Scott England is a contemporary Christian singer/songwriter and worship leader from Atlanta, Georgia. Among the faith messages he shares in his performances (think a younger, hipper James Taylor meets Need to Breathe) is his testimony about a visit from the Holy Spirit after suffering severe injuries in a near death car crash. But a recent trip to Haiti proved equally transformative for the 34-year-old musician.
"It was all dirt, rubble, and rock," England says of his first impressions of Carrefour on the outskirts of Port-Au-Prince when he arrived with URMissions.com and nursing students from Malone University to work with local group Hearts for Haiti. "The spirit of the Haitian people is so strong, though. In the middle of extreme poverty, they have managed to cling to hope and maintain joy."
Although England spends much of his year touring the U.S. with his band members, he travels frequently to countries Latin America and Africa, pitching in on building or medical missions and offering his talents in song with his trusty acoustic guitar.
"I believe in the importance of meeting practical, physical needs, as well as using music to help provide environments for spiritual and emotional healing," England says of his role as a self-described "musicianary."
The trip to Haiti was just as uniquely eye-opening as any of his previous travels.

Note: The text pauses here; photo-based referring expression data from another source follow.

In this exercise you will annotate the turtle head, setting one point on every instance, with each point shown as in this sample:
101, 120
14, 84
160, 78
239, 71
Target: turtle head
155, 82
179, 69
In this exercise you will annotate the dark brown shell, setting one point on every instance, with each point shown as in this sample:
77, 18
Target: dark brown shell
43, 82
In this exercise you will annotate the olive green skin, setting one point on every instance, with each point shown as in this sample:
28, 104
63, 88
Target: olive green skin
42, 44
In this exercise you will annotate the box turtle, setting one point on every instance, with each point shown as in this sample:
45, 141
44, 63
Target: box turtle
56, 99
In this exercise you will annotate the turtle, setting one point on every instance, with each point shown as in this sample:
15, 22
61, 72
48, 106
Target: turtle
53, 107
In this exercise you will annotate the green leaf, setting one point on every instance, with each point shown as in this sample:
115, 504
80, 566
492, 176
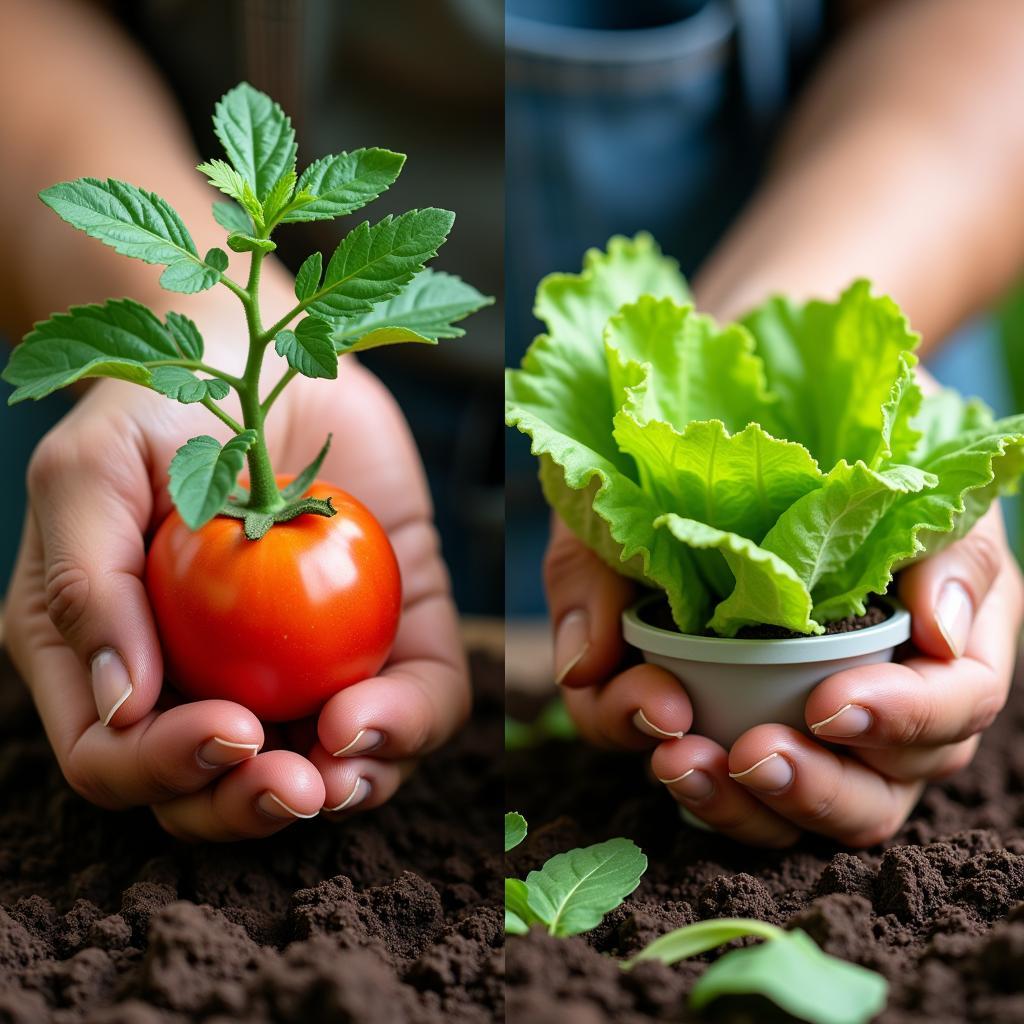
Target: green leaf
690, 940
833, 366
425, 310
279, 196
345, 182
515, 829
231, 218
115, 339
739, 482
257, 136
797, 976
203, 473
308, 348
819, 534
132, 222
182, 385
573, 891
518, 915
247, 244
308, 279
372, 263
698, 371
304, 480
764, 588
185, 336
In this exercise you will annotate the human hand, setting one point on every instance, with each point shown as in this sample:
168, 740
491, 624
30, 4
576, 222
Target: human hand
901, 724
97, 486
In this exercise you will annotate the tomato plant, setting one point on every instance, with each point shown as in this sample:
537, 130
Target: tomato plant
282, 625
278, 594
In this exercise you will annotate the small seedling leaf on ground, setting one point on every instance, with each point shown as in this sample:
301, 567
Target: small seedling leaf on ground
574, 890
515, 829
786, 968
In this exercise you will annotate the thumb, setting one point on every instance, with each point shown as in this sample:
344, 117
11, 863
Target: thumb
586, 599
943, 593
91, 506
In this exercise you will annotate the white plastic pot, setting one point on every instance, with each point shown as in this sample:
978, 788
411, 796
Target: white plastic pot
736, 684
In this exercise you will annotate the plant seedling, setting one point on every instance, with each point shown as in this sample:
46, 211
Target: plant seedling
311, 604
786, 968
772, 472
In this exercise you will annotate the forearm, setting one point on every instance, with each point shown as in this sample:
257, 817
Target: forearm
101, 112
903, 163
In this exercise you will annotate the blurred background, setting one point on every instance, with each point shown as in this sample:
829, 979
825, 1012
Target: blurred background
425, 79
660, 115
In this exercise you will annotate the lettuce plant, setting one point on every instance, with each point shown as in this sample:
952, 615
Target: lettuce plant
775, 471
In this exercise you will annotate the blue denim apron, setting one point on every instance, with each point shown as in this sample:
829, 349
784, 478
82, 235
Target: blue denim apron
649, 115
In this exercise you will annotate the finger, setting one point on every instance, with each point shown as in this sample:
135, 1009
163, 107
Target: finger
926, 701
91, 500
258, 798
638, 709
357, 783
944, 592
817, 790
416, 704
163, 756
586, 599
695, 771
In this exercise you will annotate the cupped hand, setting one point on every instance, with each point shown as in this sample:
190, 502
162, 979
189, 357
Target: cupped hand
80, 631
889, 728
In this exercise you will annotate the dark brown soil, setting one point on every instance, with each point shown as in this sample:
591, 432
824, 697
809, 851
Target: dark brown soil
938, 911
393, 916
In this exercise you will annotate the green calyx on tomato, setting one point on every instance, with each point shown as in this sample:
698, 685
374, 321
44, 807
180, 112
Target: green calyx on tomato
375, 290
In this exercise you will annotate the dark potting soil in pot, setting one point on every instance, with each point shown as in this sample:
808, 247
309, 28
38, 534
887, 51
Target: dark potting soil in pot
658, 614
393, 916
938, 910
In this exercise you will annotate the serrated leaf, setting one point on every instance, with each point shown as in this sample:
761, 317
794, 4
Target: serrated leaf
574, 890
130, 220
240, 243
425, 310
279, 196
346, 181
257, 136
203, 473
182, 385
308, 348
308, 278
515, 829
233, 219
185, 336
797, 976
372, 263
115, 339
304, 480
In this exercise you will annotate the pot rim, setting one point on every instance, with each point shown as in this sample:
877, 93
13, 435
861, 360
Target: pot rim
723, 650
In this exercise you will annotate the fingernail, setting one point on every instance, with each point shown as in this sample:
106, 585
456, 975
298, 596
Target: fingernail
571, 642
364, 741
219, 753
645, 725
111, 683
850, 720
952, 614
359, 793
274, 807
693, 784
769, 775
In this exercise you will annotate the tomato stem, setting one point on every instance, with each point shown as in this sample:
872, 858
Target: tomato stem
264, 497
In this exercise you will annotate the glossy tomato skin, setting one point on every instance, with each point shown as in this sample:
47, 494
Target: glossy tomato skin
278, 625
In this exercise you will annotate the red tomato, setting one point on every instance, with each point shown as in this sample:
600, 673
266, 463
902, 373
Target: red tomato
282, 624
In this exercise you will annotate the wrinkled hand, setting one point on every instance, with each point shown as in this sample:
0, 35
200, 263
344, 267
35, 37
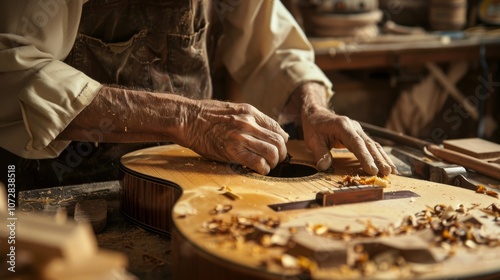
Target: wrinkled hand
236, 133
323, 130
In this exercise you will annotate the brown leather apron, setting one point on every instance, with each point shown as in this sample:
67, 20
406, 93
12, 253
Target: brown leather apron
156, 45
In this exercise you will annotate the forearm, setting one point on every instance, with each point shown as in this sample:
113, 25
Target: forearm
124, 115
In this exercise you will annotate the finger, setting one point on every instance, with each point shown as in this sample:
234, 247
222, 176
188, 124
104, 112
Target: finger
377, 156
321, 153
394, 169
356, 144
382, 161
323, 159
271, 124
273, 138
254, 153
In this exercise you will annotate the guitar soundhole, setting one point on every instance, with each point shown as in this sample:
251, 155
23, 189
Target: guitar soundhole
292, 170
283, 171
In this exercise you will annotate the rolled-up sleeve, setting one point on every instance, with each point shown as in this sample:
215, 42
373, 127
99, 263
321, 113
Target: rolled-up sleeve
267, 53
41, 93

From a governmental perspective, the place seems hopeless. It blows my mind to think of all the money that has been poured into that country, and yet, there's still so much work to be done. We must not forget Haiti! When I see general living conditions and children playing outside houses pushed up against a trash pit with wild pigs eating the garbage, it breaks my heart.
While there's been much criticism of small church and missions groups "muddying" the work of larger, established NGOs in Haiti, England says the situation in Haiti is still so desperate that every resource -- particularly legitimate groups that provide medical care and assistance -- is helpful.

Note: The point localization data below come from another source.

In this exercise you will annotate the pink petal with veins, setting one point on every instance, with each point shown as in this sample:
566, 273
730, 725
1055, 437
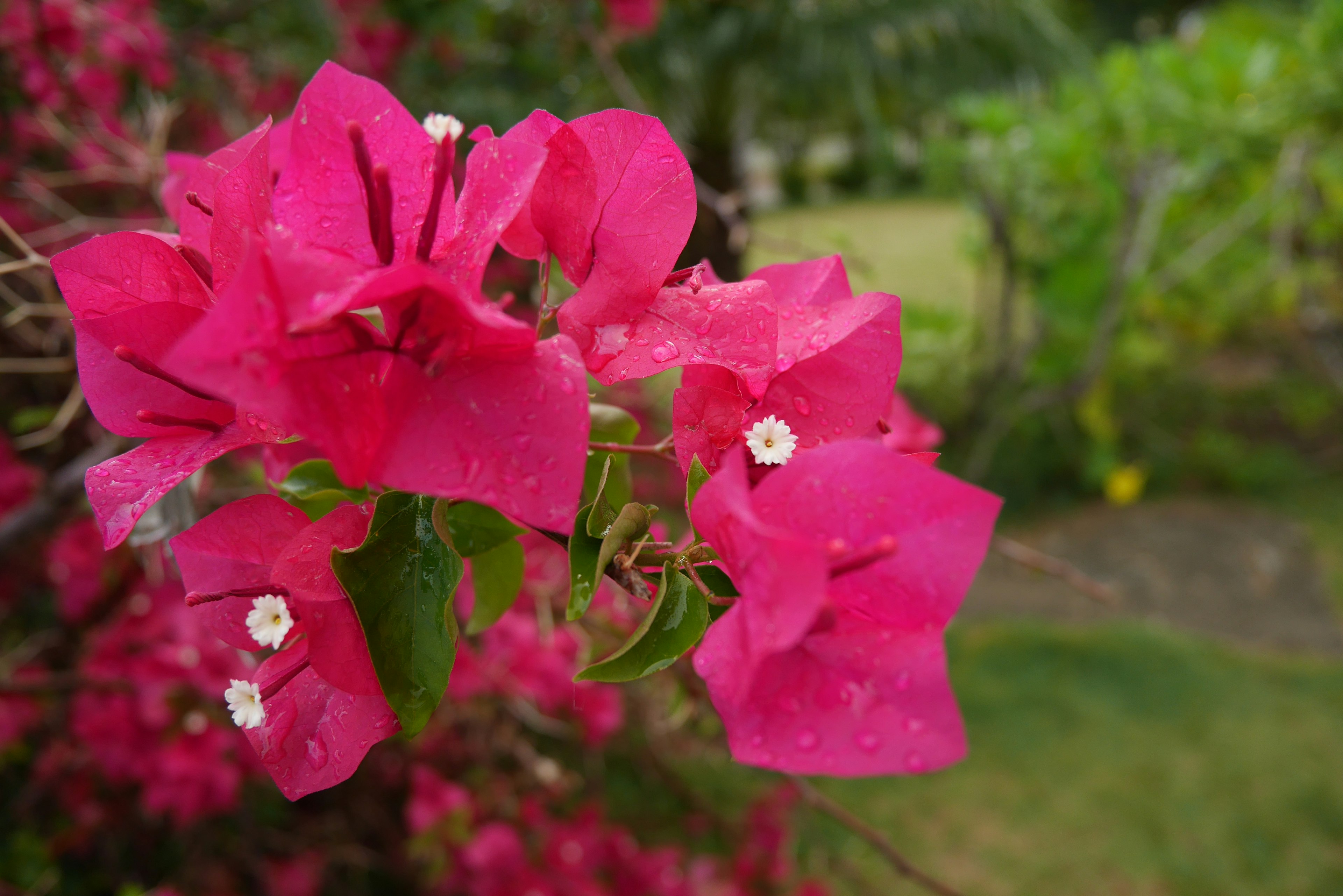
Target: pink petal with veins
315, 735
337, 648
505, 433
232, 549
126, 487
320, 195
113, 273
732, 326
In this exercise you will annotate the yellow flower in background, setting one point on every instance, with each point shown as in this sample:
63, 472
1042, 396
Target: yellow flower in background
1125, 484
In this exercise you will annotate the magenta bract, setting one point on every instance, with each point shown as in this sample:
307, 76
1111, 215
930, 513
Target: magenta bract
839, 356
843, 671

"Some people we met had severe infections that could have been prevented with a tube of Neosporin," England says.
At a local hospital, the medically trained members of England's group assisted with childbirth and in the ER, providing stitches and giving injections. The hospital's regular staff housed any old or broken equipment on the facility's roof, which felt like its own graveyard of sorts, says England.
If there was heartbreak in living conditions, there was revival in the social and religious life of the community, England reports of the huge evening gatherings all around greater Port-au-Prince.
"Pastors are working together, rather than competing. It was refreshing to watch practical medicine collide with spirituality and faith to provide healing," he says of the Haiti mission.
As for how music affects the process, "It has the capacity to heal hearts hardened by so much upheaval and sadness," England says, "and gives people the opportunity to connect and respond -- to God."
The openness of people to accept and desire spiritual connection amazed England most, whether it was a 10-year-old boy who needed prayer in the ER or a young mother with an eight-month-old baby who hoped God would clear her baby's fluid-filled lungs.
"Whether with medicine or music, in God's presence, miracles do happen. For me, mission work is a lifestyle, not my religion or something I do once a year. I have God-given desire to love people, and being a musicianary is my way to do that."